Es passiert oft: Mieter vereinbaren mit ihren Vermietern, dass sie den alten Bodenbelag ihrer Wohnung selbst entfernen. Doch beim Abriss kommen darunter zerbrochene Platten zum Vorschein – das könnte Asbest sein.

Erst 1993 wurde der krebserregenden Baustoff in Deutschland verboten. Zuvor war Asbest jahrzehntelang als billiger brandhemmender, wärmedämmender und säurebeständiger Stoff beliebt und wurde vielfältig verbaut: in Fassadenplatten, Dachpappe und -platten, Bodenbelägen und sogar in Putz, Fliesenkleber oder Spachtelmasse. Gefährlich wird Asbest erst beim Aufbrechen, Abschleifen oder Abreißen, wenn zuvor fest verbundene Fasern freigesetzt werden. Meist ist es für Mieter nicht leicht zu ermitteln, ob sie es mit Asbest zu tun haben. Jedoch haben Mieter im Zusammenhang mit Asbest Rechte:

Auskunftsrecht: Der Vermieter ist zu einer verbindlichen Auskunft verpflichtet. Am besten sollte die Anfrage schriftlich gestellt werden. Falls der Vermieter nicht reagiert oder die Auskunft verweigert, können Mieter selbst ein Institut beauftragen, Proben zu nehmen. Bestätigt sich der Asbestverdacht, muss der Vermieter die Kosten für die Untersuchung erstatten.

Mietminderung: Eine Mietminderung ist zulässig, wenn eine Wohnung nicht mehr nutzbar ist, ohne die Gesundheit zu gefährden. Der Mieter muss den Vermieter schriftlich über den Mangel informieren und auffordern, ihn zu beseitigen. Eine Mietminderung von zehn Prozent gilt als angemessen (Landgericht Berlin, Az.: 65 S 419/10).

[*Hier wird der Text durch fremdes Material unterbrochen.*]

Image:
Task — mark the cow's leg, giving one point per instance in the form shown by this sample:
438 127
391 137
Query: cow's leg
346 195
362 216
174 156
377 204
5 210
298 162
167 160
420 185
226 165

Asbestbeseitigung: Bei beschädigten Asbest-Materialien haben Mieter Anspruch auf die unverzügliche Beseitigung durch den Vermieter. Schwieriger sieht es bei der Beseitigung von fest gebundenem Asbest aus, also von intakten Bodenplatten. „Bei noch intaktem Asbest erscheint ein Mängelbeseitigungsanspruch des Mieters letztlich nicht durchsetzbar, da nach bisherigen Erkenntnissen eine Gefährdung des Mieters nicht vorliegt“, sagt die Beate Heilmann (Deutschen Anwaltverein (DAV)).


"20 Prozent aller Bauwerke in Deutschland enthalten Asbest."

Schätzung des Bundesumweltministeriums


Sanierungsmaßnahmen: Eine Asbestsanierung darf nur von einer zugelassenen Fachfirma vorgenommen werden. Wenn nicht nur ein Raum saniert werden muss, können Mieter für die Dauer der Sanierung eine Ersatzwohnung anmieten. Miet- und Umzugskosten muss der Vermieter tragen. Das gilt für alle Kosten im Zusammenhang mit der Asbestsanierung. Danach muss der Vermieter durch eine Messung der Raumluft sicherstellen, dass keine Asbestfasern in der Wohnung sind.

Schadenersatz: Hat ein Vermieter die genannten Pflichten verletzt, hat der Mieter Schadenersatz- oder Schmerzensgeldansprüche. Er muss aber den Zusammenhang zwischen der Pflichtverletzung des Vermieters und dem konkreten gesundheitlichen Schaden beweisen können.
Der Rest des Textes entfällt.